Cafetaria lebih sepi dari biasanya, lebih banyak orang yang duduk disini adalah laki-laki, mereka menikmati santap siangnya dengan berbicara satu sama lain, memainkan gadget atau merokok sambil memandang beberapa gadis yang berlalu-lalang menuju gazebo atau tempat santai lainnya dengan setumpuk buku yang mereka dekap di dadanya.
Aku dan Chen mengambil tempat di deretan paling belakang pojok dan kami segera menyamankan diri di sana.
"Kau pesan apa Baek?" tanyanya padaku.
"Ramen." Jawabku singkat.
"Aa, aku juga akan memesan ramen...tunggu di sini, akanku pesankan untuk kita." Ujar Chen saat ia bangkit dan berjalan ke arah kios ramen.
Belum lama Chen pergi memesan makanan, aku melihat pintu dengan wajah terkejut. Para wanita yang kulihat seperti orang kesetanan di depan jalan menuju rektorat tadi tiba-tiba bergerombol masuk ke dalam kantin dengan teriakan histeris mereka. Kali ini aku sudah tidak mengira mereka seperti orang kesurupan, aku lebih mengira jika para gadis-gadis itu sedang berorasi.
Dalam waktu kurang dari 5 menit, keadaan kantin berubah 180 derajat menjadi ramai dan sesak. Semua bangku yang tadi kulihat kosong tiba-tiba penuh dengan tatapan berbinar para gadis yang tenggah duduk di sana. Sebenarnya ada apa ini?
Aku masih terus bertanya-tanya hingga beberapa pria terlihat di tenggah gerombolan gadis yang seperti hewan gembala di padang rumput Afrika. Pria-pria itu menampakkan wajah super datar, tapi ada dari mereka yang menebar senyum. Oh, betapa murah senyumnya hingga ditebar-tebarkan kepada khalayak. Mereka terlihat berjalan menuju sebuah bangku yang terlihat sudah di persiapkan oleh gadis-gadis untuk mereka duduki, tunggu sebentar...sebenarnya mereka itu siapa? Meski Mahasiswa di Universitas ini jumlahnya ribuan tapi aku tidak pernah melihat orang-orang macam mereka berkeliaran di kampus. Apa ini siklus 50 tahunan dimana akan datang pemuda-pemuda 'meteor garden' yang akan membuat para gadis seperti gila karena hujaman pesonanya?. Entahlah, aku tak acuh pada mereka setelah melihat Chen membawa nampan berisi dua mangkuk ramen di tangannya, aku tersenyum cerah ke arahnya, tepatnya ke arah ramennya meski Chen mengira aku tersenyum padanya. Kulihat dari tempat dudukku Chen kesulitan melangkah, beberapa orang menyenggol bahunya dan beberapa kali ia hampir kehilangan pegangannya pada nampan. Aku melihatnya sambil berharap-harap cemas akan keadaan ramenku.
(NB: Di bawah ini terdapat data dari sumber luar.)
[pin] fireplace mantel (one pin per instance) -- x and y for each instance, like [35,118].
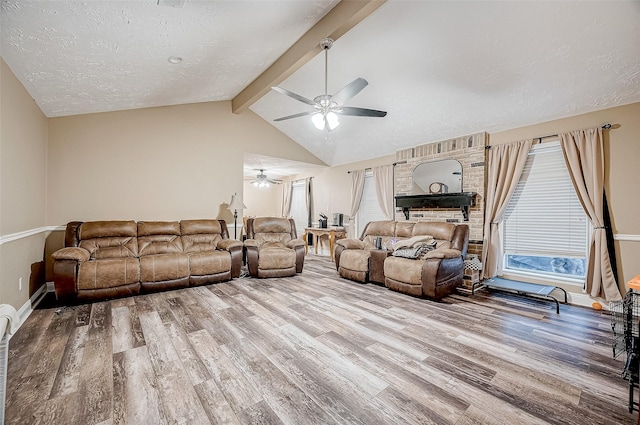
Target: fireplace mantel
[462,200]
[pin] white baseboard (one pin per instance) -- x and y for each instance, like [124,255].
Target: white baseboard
[584,300]
[27,308]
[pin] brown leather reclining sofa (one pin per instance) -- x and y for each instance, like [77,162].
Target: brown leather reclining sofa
[435,274]
[106,259]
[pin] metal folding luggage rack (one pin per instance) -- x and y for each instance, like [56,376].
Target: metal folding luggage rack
[625,327]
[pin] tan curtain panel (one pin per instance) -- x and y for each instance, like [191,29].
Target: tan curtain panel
[287,193]
[383,176]
[357,187]
[309,200]
[504,164]
[584,154]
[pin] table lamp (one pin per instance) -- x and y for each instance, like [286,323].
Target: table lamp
[235,205]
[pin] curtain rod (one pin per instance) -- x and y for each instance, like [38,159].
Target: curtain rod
[606,126]
[371,168]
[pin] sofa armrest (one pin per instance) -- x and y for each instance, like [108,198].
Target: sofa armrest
[251,248]
[234,248]
[350,243]
[251,243]
[65,271]
[298,246]
[71,253]
[443,253]
[294,243]
[227,244]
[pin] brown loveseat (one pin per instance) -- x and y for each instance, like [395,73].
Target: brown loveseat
[434,274]
[105,259]
[272,247]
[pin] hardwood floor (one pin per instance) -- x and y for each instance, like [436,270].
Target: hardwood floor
[314,349]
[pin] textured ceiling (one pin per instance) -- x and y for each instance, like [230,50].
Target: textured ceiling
[440,69]
[77,57]
[446,69]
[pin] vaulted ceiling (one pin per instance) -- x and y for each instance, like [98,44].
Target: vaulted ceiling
[440,69]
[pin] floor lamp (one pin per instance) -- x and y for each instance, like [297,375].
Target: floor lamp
[235,205]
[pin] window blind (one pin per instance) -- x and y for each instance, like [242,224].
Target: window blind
[544,217]
[369,207]
[299,207]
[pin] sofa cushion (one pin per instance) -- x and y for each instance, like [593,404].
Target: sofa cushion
[200,235]
[271,230]
[114,247]
[107,229]
[109,239]
[404,229]
[159,237]
[404,270]
[276,256]
[439,230]
[209,262]
[163,267]
[355,259]
[108,273]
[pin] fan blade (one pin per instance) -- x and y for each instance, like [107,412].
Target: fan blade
[350,90]
[359,112]
[301,114]
[294,95]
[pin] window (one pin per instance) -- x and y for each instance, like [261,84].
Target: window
[369,207]
[545,230]
[299,207]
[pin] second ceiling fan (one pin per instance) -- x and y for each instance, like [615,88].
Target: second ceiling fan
[327,107]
Ya amplop, kecemasanku menjadi kenyataan. Chen benar-benar kehilangan pegangannya pada nampan dan ramennya jatuh.
PRAAANK...
Suasana kantin tiba-tiba menyerupai kuburan, sunyi sepi mencekam. Kulihat Chen memandang horror ke depan, mangkuk ramennya pecah dan kuahnya membasahi baju salah seorang pria di tengah gerombolan gadis-gadis gila tadi.
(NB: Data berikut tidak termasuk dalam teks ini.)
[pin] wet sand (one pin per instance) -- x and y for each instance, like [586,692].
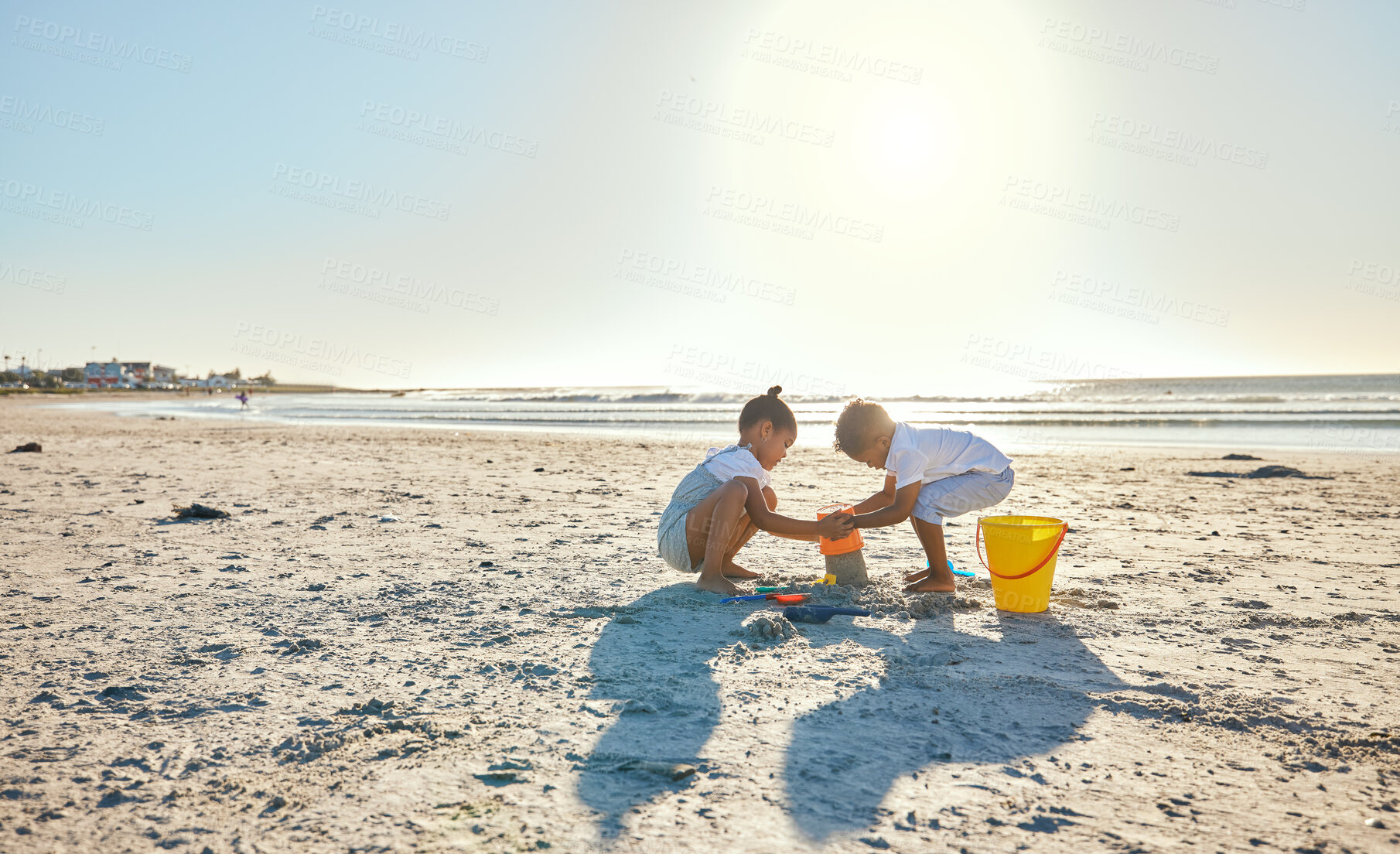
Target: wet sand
[423,640]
Pria itu memandang -dengan tatapan yang tidak bisa kuartikan- ke arah Chen. 'Mati kau ducky' batinku cemas.
"Suho, hari pertamamu di sini disambut dengan tumpahan kuah murah oleh junior ingusan...lihat wajahmu Tuan Kim, kau pasti sangat kesal...baiklah silahkan habisi bocah ini." Seorang pria lain berambut merah menepuk pundak pemuda yang dipanggil Suho sebelum ia dan 2 orang teman di belakangnya melangkah ke sebuah bangku dan duduk.
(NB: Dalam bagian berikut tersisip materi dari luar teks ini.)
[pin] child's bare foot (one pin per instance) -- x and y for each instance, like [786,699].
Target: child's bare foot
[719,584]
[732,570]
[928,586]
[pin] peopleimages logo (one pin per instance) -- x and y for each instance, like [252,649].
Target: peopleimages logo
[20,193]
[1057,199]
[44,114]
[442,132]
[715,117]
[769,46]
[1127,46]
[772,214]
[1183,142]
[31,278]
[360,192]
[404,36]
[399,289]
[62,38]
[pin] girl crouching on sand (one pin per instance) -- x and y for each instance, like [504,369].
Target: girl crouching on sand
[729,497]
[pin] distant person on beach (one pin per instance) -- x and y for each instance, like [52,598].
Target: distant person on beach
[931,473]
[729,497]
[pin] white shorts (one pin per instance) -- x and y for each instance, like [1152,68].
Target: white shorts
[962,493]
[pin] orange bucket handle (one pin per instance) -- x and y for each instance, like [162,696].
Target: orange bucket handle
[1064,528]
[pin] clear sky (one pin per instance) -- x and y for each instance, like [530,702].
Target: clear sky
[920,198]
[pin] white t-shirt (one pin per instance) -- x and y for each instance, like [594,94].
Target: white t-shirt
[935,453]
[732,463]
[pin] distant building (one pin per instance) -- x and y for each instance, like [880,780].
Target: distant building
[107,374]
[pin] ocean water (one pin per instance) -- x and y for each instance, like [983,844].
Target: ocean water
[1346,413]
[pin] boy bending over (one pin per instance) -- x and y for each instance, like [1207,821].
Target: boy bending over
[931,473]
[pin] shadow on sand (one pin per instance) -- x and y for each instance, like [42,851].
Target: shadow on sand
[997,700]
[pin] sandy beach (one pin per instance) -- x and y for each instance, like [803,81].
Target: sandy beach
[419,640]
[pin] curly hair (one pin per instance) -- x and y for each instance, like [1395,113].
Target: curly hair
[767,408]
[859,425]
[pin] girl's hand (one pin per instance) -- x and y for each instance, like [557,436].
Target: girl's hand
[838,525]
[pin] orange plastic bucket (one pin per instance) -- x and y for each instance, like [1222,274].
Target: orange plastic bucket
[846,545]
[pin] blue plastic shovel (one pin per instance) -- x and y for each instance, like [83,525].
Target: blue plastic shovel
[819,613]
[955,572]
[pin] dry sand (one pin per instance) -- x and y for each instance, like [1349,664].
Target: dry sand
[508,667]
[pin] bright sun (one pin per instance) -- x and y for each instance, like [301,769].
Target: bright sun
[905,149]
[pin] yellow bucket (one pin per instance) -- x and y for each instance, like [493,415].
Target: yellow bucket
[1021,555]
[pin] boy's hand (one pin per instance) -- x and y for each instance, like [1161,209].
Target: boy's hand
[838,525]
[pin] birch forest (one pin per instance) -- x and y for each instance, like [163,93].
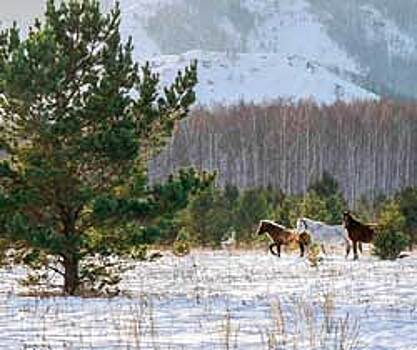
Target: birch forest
[369,147]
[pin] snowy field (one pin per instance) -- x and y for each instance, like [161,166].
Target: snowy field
[227,300]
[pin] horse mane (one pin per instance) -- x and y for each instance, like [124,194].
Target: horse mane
[273,223]
[353,221]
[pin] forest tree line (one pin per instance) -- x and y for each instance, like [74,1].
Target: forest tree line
[368,147]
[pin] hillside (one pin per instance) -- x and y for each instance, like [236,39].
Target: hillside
[320,49]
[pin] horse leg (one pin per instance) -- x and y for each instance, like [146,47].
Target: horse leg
[278,253]
[355,250]
[347,249]
[301,249]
Chen masih berdiri dengan wajah menunduk sedangkan pria di depannya masih diam sambil memperhatikan betapa kotor pakaiannya kini. Astaga, apa yang sebenarnya telah dilakukan Chen, dia bisa celaka. Sebelum pria itu berbicara pada Chen, aku bangkit dari tempat dudukku dan melangkah tergesa menuju ke arah dua orang laki-laki yang masih sama-sama diam. Aku mengeluarkan sapu tangan dan mengelap pakaian pria tersebut dengan tergesa.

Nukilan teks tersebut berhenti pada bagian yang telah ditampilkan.